Trans et masculinistes tentent de faire annuler un congrès de féministes radicales
Lauren Rankin est « une étudiante de troisième cycle
en Women’s and Gender Studies à l’Université Rutgers ». Elle a récemment
écrit un article d’opinion intitulé « La transphobie n’a pas sa place
dans le féminisme » (1). Les arguments mis de l’avant n’apprendront rien
de neuf aux féministes radicales (« fém rad »). Mais ce qui m’a
étonnée, et m’a incitée à écrire ce commentaire, est le fait que
Mme Rankin utilise une citation de Simone de Beauvoir à l’appui de son
argument. Cette phrase sera familière à quiconque possède la
connaissance la plus superficielle du féminisme :
« On ne naît pas femme, on le devient » (dans Le Deuxième Sexe.)
Si on lit le contexte dans lequel Simone de Beauvoir a
formulé cette célèbre affirmation, il est clair qu’elle faisait
allusion à la féminisation forcée des femmes.
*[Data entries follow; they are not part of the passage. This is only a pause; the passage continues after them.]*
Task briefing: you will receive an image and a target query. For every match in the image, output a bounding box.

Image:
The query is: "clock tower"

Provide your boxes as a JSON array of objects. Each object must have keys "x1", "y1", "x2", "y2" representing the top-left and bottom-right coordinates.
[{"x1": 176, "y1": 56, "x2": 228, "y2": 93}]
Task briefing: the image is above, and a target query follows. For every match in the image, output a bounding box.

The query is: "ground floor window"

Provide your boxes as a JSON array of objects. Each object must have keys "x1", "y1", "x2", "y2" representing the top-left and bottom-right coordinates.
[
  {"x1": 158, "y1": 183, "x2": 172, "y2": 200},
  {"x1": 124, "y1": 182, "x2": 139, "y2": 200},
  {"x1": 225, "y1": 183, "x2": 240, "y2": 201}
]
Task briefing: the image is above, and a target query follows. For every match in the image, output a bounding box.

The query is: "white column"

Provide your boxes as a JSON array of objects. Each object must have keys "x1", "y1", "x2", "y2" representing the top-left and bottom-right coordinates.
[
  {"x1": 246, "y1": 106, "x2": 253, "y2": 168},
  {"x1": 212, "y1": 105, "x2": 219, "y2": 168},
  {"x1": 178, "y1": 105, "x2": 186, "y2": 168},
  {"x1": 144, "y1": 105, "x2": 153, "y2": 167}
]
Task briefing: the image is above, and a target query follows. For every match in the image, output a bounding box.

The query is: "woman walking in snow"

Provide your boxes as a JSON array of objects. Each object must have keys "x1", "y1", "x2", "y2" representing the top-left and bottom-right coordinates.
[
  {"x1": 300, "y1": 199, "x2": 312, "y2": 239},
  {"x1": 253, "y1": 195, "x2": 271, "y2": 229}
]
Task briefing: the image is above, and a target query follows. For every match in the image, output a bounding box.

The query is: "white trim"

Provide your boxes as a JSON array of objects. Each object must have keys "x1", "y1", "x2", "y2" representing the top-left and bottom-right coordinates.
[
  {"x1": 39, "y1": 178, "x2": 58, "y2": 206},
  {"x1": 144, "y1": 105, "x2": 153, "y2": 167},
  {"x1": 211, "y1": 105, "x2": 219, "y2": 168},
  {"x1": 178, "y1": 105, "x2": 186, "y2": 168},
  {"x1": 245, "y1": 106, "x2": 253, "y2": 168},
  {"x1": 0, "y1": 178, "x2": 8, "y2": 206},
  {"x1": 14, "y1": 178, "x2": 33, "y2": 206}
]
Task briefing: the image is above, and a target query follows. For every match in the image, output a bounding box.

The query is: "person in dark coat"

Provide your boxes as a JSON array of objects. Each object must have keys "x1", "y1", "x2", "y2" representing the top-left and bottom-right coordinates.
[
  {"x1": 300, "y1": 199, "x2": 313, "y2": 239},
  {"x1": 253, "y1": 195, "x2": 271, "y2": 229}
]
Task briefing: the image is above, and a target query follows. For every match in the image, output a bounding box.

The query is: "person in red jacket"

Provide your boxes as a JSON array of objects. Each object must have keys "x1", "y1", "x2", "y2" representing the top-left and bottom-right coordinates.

Elle disait que ce
processus débute dès le jour de notre naissance. Elle notait que les
femmes ne sont pas nées « féminines », mais que l’endoctrinement social
nous impose cette identité ou, pour reprendre ses propres mots, « c’est
l’ensemble de la civilisation qui élabore ce produit ». Elle ne disait
pas, comme Mme Rankin semble sous-entendre, que « n’importe qui peut
devenir une femme ». Non, il s’agit là d’une affirmation propre à
Mme Rankin, et le fait d’utiliser une citation de de Beauvoir en 1949 à
l’appui de son argument (bancal) est, au mieux naïf, et au pire
malhonnête. Accordons à Mme Rankin le bénéfice du doute et tenons pour
acquis que la diplômée d’études féministes et de genre de Rutgers n’a
pas lu Beauvoir dans le cadre de ses cours.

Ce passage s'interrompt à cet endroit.